Access CMS LiDAR data#

Learning Objectives

  • Learn how to search files within a dataset programatically in Python

  • Learn how to restrict search results by space (study area) and time (project period).

  • Download data files of interest.

  • Work with the data files.

In this tutorial, we will use earthaccess Python module to search for CMS datasets.

import earthaccess
import numpy as np
import pandas as pd
import geopandas as gpd
import contextily as cx
import laspy
from shapely.geometry import box
from shapely.ops import orient

LiDAR Surveys over Selected Forest Research Sites, Brazilian Amazon, 2008-2018#

This dataset [dos-Santos et al., 2019] provides the complete catalog of point cloud data collected during LiDAR surveys over selected forest research sites across the Amazon rainforest in Brazil between 2008 and 2018 for the Sustainable Landscapes Brazil Project. Flight lines were selected to overfly key field research sites in the Brazilian states of Acre, Amazonas, Bahia, Goias, Mato Grosso, Para, Rondonia, Santa Catarina, and Sao Paulo. The point clouds have been georeferenced, noise-filtered, and corrected for misalignment of overlapping flight lines. They are provided in 1 km x 1 km tiles. There are a total of 3,152 tiles in compressed LAS (*.laz) file format.

[1]

M.N. dos-Santos, M.M. Keller, and D.C. Morton. LiDAR Surveys over Selected Forest Research Sites, Brazilian Amazon, 2008-2018. 2019. doi:10.3334/ORNLDAAC/1644.

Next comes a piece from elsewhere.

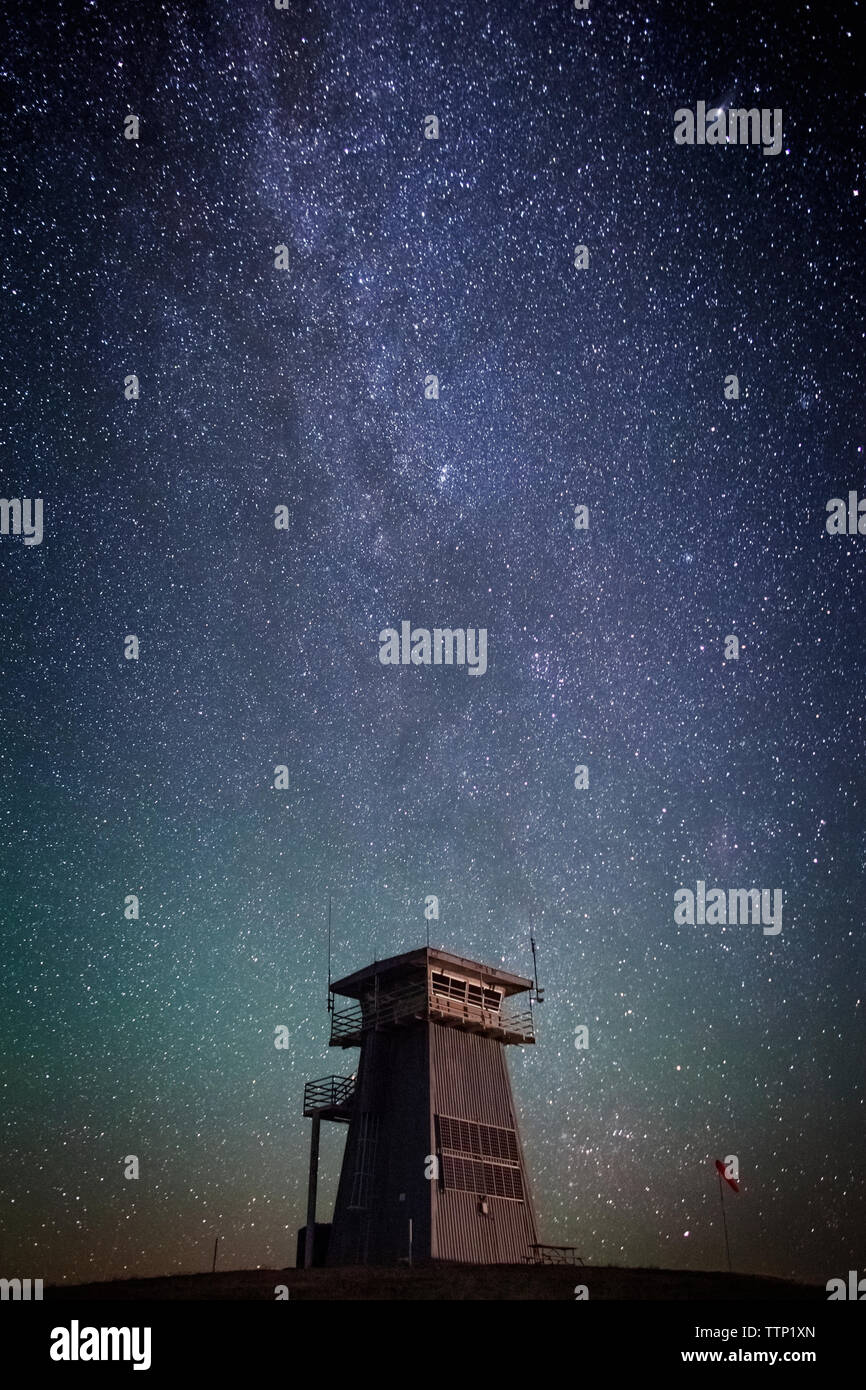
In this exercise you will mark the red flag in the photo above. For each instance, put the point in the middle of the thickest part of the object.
(722, 1173)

We will use earthaccess module to search and download lidar data.

Authentication#

We recommend authenticating your Earthdata Login (EDL) information using the earthaccess python library as follows:

# works if the EDL login already been persisted to a netrc
auth = earthaccess.login(strategy="netrc") 
if not auth.authenticated:
    # ask for EDL credentials and persist them in a .netrc file
    auth = earthaccess.login(strategy="interactive", persist=True)

Search data granules#

We will use earthaccess’s search_data API to find the granules within the data collection.

granules = earthaccess.search_data(
    count=-1, # needed to retrieve all granules
    granule_name = '*.laz', # only find laz files
    doi="10.3334/ORNLDAAC/1644" # data collection doi
)
print(f"Total granules found: {len(granules)}")
Total granules found: 3152

Let’s print the details of the first of the files.

granules[0]

Data: TAP_A04_2008_laz_0.laz

Size: 90.2 MB

Cloud Hosted: True

As we see above, the file is hosted in the NASA Earthdata Cloud.

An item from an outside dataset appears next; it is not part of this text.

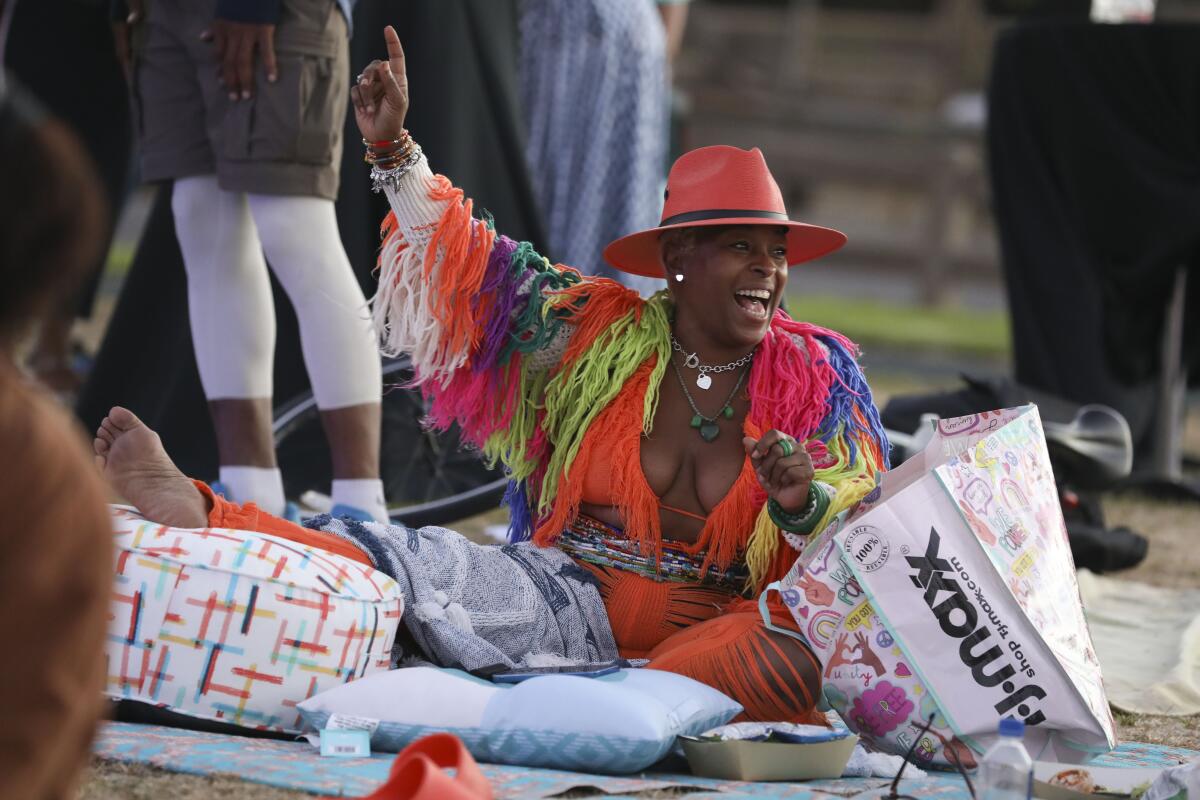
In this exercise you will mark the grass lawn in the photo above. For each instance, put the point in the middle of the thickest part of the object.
(1174, 558)
(966, 331)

The granules object contains metadata about the granules, including the bounding boxes, publication dates, data providers, etc. Now, let’s convert the above granule metadata from json-formatted to geopandas dataframe. Converting to geopandas dataframe will let us easily generate various plots about the granules.

def convert_umm_bbox(b):
    """converts UMM bounding rectangles"""
    try:
        return box(b[0]['WestBoundingCoordinate'], 
              b[0]['SouthBoundingCoordinate'],
              b[0]['EastBoundingCoordinate'], 
              b[0]['NorthBoundingCoordinate'])
    except TypeError as e:
        return None

def convert_list_gdf(datag):
    """converts List[] to geopandas dataframe"""
    # create pandas dataframe from json
    df = pd.json_normalize([vars(granule)['render_dict'] for granule in datag])
    # keep only last string of the column names
    df.columns=df.columns.str.split('.').str[-1]
    df['geometry'] = df['BoundingRectangles'].apply(convert_umm_bbox)
    return gpd.GeoDataFrame(df, geometry="geometry", crs="EPSG:4326")
    
gdf = convert_list_gdf(granules)

Plot granules bounding boxes#

Let’s now plot the bounding boxes for each granules. Here we only limit three columns for display purpose: GranuleUR, size, geometry.

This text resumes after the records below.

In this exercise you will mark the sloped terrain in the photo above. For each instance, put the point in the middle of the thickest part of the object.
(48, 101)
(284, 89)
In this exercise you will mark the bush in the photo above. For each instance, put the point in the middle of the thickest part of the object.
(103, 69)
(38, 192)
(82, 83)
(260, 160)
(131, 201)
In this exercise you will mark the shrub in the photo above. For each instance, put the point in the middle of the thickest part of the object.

gdf[['GranuleUR', 'size', 'geometry']].explore(color='red',  fillcolor='red')
Make this Notebook Trusted to load map: File -> Trust Notebook

Region of Interest (ROI)#

We will use a boundary of the Reserva Florestal Adolpho Ducke as the region of interest. Reserva Adolpho Ducke is a 10,000-hectare (25,000-acre) protected area of the Amazon rainforest on the outskirts of the city of Manaus, Brazil. It is a part of long term ecological research network and is one of the most intensively studied rainforest in the world.

Let’s plot the study area over a base map.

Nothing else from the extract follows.